В тридцать третьем году Путивцев работал на кожевенном заводе секретарем парткома. У директора завода Щеглова была одна слабинка: любил хорошо поесть, хорошо одеться, покупал заграничные вещи. Однажды Щеглов пригласил Михаила Путивцева с Ксеней к себе домой.
— Посидим по-домашнему, по-семейному, — сказал он.
— Почему бы нам действительно не пойти? — сказала Ксеня о разговоре с Щегловым. — Ты каждый день на заседаниях… Мне надоело в четырех стенах сидеть.
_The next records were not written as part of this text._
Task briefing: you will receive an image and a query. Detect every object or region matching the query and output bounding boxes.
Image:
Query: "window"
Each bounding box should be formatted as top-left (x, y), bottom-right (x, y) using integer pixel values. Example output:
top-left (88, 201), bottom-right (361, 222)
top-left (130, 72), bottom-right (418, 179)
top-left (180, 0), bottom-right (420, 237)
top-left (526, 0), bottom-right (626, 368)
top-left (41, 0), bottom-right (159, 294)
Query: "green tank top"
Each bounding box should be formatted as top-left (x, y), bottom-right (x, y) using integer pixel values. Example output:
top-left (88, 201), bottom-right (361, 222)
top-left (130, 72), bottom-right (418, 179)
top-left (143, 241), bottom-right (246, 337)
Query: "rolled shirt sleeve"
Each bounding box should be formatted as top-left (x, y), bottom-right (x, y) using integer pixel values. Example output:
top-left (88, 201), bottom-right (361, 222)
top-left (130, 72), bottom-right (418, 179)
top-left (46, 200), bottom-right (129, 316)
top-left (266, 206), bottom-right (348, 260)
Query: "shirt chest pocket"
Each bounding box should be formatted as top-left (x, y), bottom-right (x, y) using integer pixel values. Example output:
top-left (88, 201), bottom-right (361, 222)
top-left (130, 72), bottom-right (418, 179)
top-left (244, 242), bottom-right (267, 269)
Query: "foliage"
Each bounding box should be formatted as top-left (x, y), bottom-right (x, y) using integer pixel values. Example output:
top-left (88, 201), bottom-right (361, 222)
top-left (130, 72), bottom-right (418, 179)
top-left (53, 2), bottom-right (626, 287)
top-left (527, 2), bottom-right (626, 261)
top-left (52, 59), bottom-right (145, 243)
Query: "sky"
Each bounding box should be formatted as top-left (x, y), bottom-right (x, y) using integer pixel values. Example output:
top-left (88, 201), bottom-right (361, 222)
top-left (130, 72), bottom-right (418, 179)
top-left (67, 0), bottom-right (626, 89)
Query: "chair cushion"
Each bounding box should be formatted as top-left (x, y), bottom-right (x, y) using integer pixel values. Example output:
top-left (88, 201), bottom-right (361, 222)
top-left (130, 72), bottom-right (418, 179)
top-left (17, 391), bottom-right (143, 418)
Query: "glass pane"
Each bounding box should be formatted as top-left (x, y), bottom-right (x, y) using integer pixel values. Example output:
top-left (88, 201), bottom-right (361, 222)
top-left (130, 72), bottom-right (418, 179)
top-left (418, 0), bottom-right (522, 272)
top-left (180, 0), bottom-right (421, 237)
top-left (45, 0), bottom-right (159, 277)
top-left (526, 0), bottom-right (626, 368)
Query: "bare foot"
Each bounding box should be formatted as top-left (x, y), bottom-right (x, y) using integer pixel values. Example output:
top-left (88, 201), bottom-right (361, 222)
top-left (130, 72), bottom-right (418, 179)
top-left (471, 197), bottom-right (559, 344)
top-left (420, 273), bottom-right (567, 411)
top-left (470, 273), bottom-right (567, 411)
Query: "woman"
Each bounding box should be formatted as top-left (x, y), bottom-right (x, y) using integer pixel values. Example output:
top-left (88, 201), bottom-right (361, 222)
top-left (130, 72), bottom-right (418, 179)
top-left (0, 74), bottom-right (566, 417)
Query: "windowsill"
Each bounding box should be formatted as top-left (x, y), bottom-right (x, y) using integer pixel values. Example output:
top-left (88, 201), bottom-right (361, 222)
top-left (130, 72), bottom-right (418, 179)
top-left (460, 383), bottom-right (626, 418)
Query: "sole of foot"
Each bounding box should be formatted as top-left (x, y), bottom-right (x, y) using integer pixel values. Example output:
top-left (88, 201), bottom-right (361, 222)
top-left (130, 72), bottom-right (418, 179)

Вот пойду скоро на работу…
О работе они уже говорили не раз. Ксеня сама пока не очень рвалась на службу. Ей и дома при ее трудолюбии хватало забот. Да и Вовка еще мал: и накормить, собрать в школу…
Но Ксене нравилось поддразнивать Михаила. Знала, что он не хочет, чтобы она пока устраивалась на работу.
— Ты хочешь пойти к Щегловым? — напрямик спросил ее Михаил.
— А почему бы и нет?
— Значит, пойдем.
У Щегловых Ксене было весело. Щеглов то и дело приглашал ее танцевать.
— «У самовара я и моя Маша… вприкуску чай пить будем до утра…», — потихоньку напевал он ей на ухо.
Потом станцевали танго.
— Хватит, Костя, — сказала Ксеня, — а то твоя Глафира устроит тебе концерт. (Ксеня знала, что жена Щеглова очень ревнива.)
— Подумаешь, Глафира… — грозно сказал Щеглов, но все-таки с опаской косанул взглядом в сторону жены.
Михаил был удивлен, застав у Щеглова большую компанию — человек двадцать. Был там и Спишевский со своей молодой женой Лидией Васильевной.
Но не число гостей поразило Путивцева, а стол: балыки, черная икра, поросенок, начиненный гречневой кашей, гусь с яблоками, шоколадные конфеты.